BEIRUT: Security forces opened water cannons on Lebanese anti-austerity protesters in the country’s capital on Monday, as the government continued to hold marathon meetings to discuss severe budget cuts.
Lebanon faces a looming fiscal crisis as the economy struggles with soaring debt, rising unemployment and slow growth. The government’s tightened budget and key reforms aim to unlock billions of dollars in pledged foreign assistance. But planned cuts have unleashed a wave of public discontent, amid leaks that austerity could target public wages, services and social benefits.

A retired Lebanese soldier chants slogans while holding an army flag, during a protest in Beirut, Lebanon, Monday. (AP)

Over one hundred protesters gathered Monday outside the Government House in downtown Beirut shouting “Thieves, thieves!” as the Cabinet met for its 16th session and struggles to reach agreement.
Protesters pushed back against police lines and set fire to tires outside the building. At least two policemen and one civilian were wounded in the scuffles.

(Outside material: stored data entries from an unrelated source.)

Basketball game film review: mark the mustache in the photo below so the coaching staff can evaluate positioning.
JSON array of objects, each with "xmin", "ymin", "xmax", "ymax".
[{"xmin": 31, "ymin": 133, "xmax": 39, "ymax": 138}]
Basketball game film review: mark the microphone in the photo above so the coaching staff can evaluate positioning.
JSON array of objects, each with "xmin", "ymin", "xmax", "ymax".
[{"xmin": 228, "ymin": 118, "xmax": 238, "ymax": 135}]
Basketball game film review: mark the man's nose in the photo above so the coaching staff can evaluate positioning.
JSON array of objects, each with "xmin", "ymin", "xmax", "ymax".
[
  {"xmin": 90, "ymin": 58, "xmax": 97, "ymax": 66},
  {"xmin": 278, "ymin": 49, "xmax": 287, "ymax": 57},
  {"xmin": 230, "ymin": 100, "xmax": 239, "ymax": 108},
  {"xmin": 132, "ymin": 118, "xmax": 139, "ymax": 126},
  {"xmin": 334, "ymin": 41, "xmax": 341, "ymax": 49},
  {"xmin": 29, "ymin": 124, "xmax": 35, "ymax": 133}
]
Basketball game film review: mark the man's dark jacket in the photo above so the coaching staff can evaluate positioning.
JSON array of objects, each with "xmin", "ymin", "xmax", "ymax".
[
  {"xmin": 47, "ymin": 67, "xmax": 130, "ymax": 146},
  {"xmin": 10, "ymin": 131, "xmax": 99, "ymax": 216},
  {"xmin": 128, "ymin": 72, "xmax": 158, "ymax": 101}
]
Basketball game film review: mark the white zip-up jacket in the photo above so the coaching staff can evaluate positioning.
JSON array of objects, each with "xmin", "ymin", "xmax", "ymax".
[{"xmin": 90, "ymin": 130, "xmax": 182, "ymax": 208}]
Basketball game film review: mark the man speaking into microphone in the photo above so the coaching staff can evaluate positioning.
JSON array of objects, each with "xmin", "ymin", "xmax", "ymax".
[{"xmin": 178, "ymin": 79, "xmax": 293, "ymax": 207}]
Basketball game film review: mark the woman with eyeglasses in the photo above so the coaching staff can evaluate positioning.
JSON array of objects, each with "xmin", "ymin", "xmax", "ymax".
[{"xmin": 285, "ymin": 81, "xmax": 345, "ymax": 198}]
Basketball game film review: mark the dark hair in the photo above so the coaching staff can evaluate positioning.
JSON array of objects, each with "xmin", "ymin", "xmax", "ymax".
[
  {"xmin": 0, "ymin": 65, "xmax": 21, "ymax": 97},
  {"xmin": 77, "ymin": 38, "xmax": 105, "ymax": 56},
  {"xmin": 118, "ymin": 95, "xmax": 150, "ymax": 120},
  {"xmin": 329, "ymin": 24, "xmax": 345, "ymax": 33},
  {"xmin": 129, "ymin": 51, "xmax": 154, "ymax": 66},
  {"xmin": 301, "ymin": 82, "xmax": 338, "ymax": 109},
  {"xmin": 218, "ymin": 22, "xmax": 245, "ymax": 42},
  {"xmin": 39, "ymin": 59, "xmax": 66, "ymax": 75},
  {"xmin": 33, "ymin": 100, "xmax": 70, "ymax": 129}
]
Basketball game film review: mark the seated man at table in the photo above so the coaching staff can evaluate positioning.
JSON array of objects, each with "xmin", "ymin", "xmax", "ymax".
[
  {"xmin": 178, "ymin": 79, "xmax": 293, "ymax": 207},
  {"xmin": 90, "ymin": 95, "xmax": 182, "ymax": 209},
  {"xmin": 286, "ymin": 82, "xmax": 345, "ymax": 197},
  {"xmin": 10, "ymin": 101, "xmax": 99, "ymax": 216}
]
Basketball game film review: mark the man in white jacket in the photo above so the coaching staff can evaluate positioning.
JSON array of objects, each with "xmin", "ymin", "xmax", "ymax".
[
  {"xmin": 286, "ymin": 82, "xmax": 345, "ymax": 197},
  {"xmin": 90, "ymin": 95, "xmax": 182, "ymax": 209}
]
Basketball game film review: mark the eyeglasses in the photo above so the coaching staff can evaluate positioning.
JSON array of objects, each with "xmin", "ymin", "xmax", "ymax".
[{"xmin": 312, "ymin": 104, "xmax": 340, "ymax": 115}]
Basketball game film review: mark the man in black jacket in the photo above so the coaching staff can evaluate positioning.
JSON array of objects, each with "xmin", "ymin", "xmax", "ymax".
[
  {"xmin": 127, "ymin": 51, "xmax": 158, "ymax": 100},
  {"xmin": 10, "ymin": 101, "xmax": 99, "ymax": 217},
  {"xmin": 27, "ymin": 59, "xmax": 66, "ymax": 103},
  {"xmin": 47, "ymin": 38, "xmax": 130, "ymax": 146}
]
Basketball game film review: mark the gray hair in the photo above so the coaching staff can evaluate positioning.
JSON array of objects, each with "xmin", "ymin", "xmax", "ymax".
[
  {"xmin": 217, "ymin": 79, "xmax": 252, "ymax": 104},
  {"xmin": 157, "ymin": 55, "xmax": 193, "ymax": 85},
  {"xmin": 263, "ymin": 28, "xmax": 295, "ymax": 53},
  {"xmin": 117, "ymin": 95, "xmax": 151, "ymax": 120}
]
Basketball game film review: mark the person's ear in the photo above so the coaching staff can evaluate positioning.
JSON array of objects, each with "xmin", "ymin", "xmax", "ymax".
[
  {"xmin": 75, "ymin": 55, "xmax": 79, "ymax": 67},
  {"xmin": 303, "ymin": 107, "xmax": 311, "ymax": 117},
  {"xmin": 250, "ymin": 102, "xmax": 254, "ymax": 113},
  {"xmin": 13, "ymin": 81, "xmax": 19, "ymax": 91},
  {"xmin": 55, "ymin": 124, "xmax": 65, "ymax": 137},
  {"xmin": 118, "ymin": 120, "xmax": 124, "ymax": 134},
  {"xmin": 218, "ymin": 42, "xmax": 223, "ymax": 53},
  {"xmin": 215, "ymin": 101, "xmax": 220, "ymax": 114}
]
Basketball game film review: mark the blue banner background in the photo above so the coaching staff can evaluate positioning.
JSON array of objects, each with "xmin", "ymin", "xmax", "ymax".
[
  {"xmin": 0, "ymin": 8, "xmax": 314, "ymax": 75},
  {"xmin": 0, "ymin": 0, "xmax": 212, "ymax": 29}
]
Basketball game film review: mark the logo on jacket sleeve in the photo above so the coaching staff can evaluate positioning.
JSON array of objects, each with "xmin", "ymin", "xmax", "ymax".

Among those demonstrating Monday were public and private school teachers and retired officers.
The government, headed by Prime Minister Saad Hariri, has sought to calm nerves while also describing the upcoming budget as the most austere in Lebanon’s history.
Hariri said he hopes the government will be able to send the budget to parliament later this week.
Finance Minister Ali Hassan Khalil said the cabinet made “important progress” in discussions Sunday.